Israele e la Global Sumud Flotilla: ecco che cosa dice il diritto internazionale, di Marina Castellaneta

Il quadro delle violazioni del diritto internazionale che Israele rischia di compiere, nel caso di ostacoli frapposti alla missione umanitaria della Global Sumud Flotilla che si sta dirigendo da Barcellona, Genova e altri porti a Gaza, è chiaro. Se Israele interviene in acque internazionali, come ha già fatto in altre occasioni, su navi che battono bandiera di altri Stati è sicura la violazione del diritto internazionale. Sulla base della Convenzione di Montego Bay del 1982 sul diritto del mare (non ratificata da Israele, ma che comunque riproduce norme di diritto internazionale generale vincolanti anche per Tel Aviv) e del diritto internazionale consuetudinario, in alto mare vige il principio della libertà di navigazione e, per eventuali fatti illeciti che avvengono a bordo di una nave, spetta solo allo Stato di cui l’imbarcazione batte bandiera esercitare la giurisdizione. Questo vuol dire che non solo Israele non può intervenire su una nave straniera, ma non può neanche impedirne la navigazione.
Naturalmente, le dichiarazioni del Governo vanno nel senso opposto rispetto al diritto internazionale: il ministro della Sicurezza nazionale israeliano Ben Gvir ha dichiarato che i volontari a bordo delle navi che fanno parte della flotilla, che svolge una delle più importanti e ampie missioni umanitarie con la partecipazione di navi e volontari provenienti da oltre 40 Stati, sono considerati da Israele come terroristi e, quindi, l’obiettivo è arrestarli.

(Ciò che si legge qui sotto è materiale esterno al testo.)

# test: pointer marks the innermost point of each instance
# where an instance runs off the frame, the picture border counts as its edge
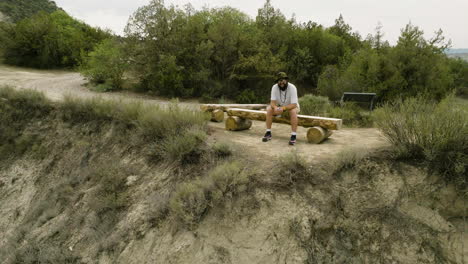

Qui è evidente che manca proprio la base fattuale per considerare chi è a bordo delle navi che fanno parte di una missione umanitaria internazionale come terroristi. In ogni caso, al di là della mancanza di una base fattuale e dell’assenza di qualsiasi appiglio giuridico per considerare come terroristi le persone impegnate nella missione finalizzata a fare arrivare aiuti nella Striscia di Gaza dove la popolazione subisce una carestia procurata da un Governo, gli interventi dello stesso Governo israeliano in acque internazionali costituirebbero un illecito internazionale. La violazione, in questi casi, sarebbe perpetrata nei confronti degli Stati di cui le navi battono bandiera e, in caso di arresto dei cittadini stranieri che non compiono alcun illecito, anche degli Stati di cittadinanza delle persone colpite.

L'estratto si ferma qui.